Whatever the reason, I not only read about Buddhism, I also visited the Buddhist Centre in London and attended classes on meditation. I can locate this accurately in time as I was in the first year of the course doing my child specialism placement. By the 11 January 1981 I was taking detailed notes from Alan WattsThe Way of Zen. My comment on my reading up to that point may be revealing:

That reading stemmed from my need for some moral or value focus in my life. Interesting that in 1792 the Retreat in York was founded by Tuke, a Quaker, on moral principles not knowledge, and yet achieved so much so far ahead of its time for ‘lunatics.’ And yet so much harm has been done by fanatics in the name of various moralities. Only a life-centred rather than idea-centred morality will serve. Buddhism comes closer than any I know.

A fortnight later, while reading Christmas Humphreys‘ book, my thinking has moved on:

Even being committed to the “right” side in a battle… blinds my mind to the transcendent realisation that both sides are in the last analysis one. Best to tend the wounded of both sides than fight, even for freedom!

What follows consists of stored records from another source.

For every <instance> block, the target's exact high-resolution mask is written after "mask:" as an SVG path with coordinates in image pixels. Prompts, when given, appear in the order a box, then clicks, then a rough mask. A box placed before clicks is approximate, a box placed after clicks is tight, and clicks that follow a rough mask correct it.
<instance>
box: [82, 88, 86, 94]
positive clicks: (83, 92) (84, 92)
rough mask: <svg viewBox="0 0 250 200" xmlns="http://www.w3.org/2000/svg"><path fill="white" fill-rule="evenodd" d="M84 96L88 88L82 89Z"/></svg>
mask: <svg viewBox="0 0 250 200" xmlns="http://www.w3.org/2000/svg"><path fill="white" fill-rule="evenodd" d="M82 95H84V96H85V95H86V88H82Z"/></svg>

I was already showing strong reservations about the limits of psychology and responding strongly to Buddhism:

I will continue to think about Buddhism. It’s shedding an unbelievably clear light on my problems and giving me the strength to cope with them.…. People and their welfare are more important than the sterile ideas peddled on the course, more important than any ideas at all in fact. I can at least use the experience of the course better to understand my fellow human beings and myself under stress – it won’t be wasted.

A year later I seem to have achieved a more harmonious perspective:

My life is slowly becoming simpler, more integrated, less fearful. I can see how poetry, psychotherapy and Buddhism fit together. And perhaps how they all cohere with my personal life.